Using the case study of Uganda, this paper introduces the concept of "poisonous politics", a political atmosphere marked by widely shared feelings of disorientation, danger and marginalization as well as a powerful autonomous energy that challenges its authoritarian engineers’ original intentions.
Contribution long abstract
This paper examines the volatile political landscape of contemporary Uganda through the lens of atmosphere, focusing on the experiential dynamics and affective dimensions of politics in authoritarian settings. Drawing on 12 months of ethnographic fieldwork in 2022 among Ugandan university and secondary school students, it introduces the concept of "poisonous politics"—a toxic, ambivalent, and unpredictable political atmosphere characterized by collectively shared feelings of disorientation, danger, and marginalization among the population.
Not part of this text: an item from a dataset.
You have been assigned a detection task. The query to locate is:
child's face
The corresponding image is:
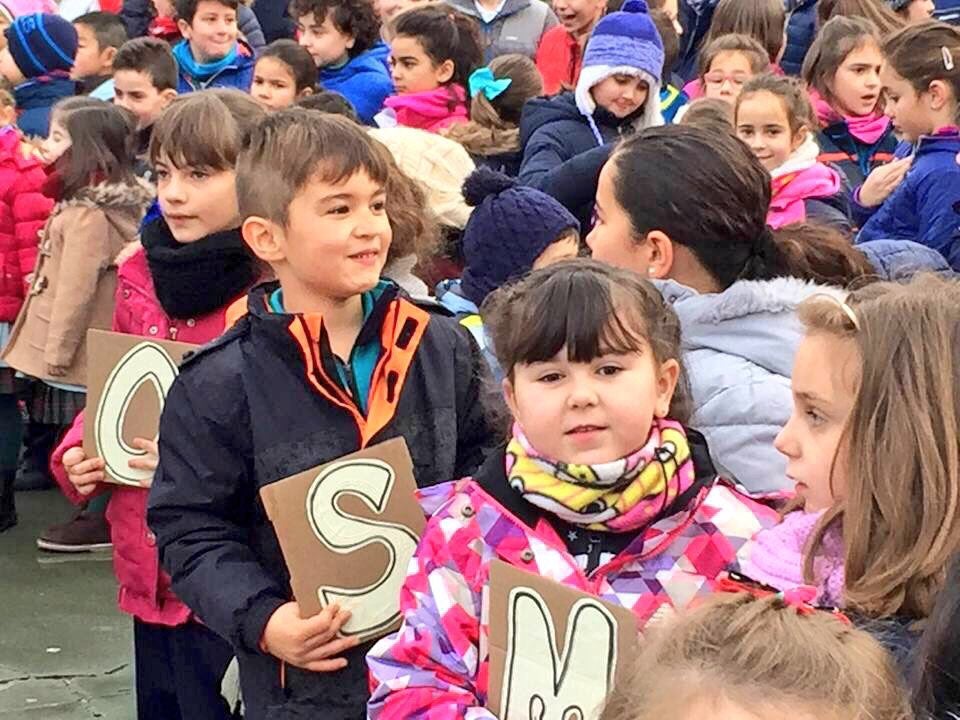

The paper argues that while these feelings are, at least in part, deliberately cultivated by the state as part of a broader affective governance strategy, in their dynamic interplay, they also generate an autonomous and uncontrollable energy that runs counter to the original intentions of the architects of such atmospheres. Poisonous politics is thus of an inherently paradoxical nature: designed to strengthen and consolidate authoritarian rule, it simultaneously holds a considerable destabilizing and transformative potential. Best captured in the image of a cloud of toxic fumes that becomes uncontainable after its release, the concept conveys crucial dynamics of political life under authoritarian rule while also revealing the inherent fragility of such systems, where efforts to govern through uncertainty, fear and exclusion unintentionally open up avenues for possible change.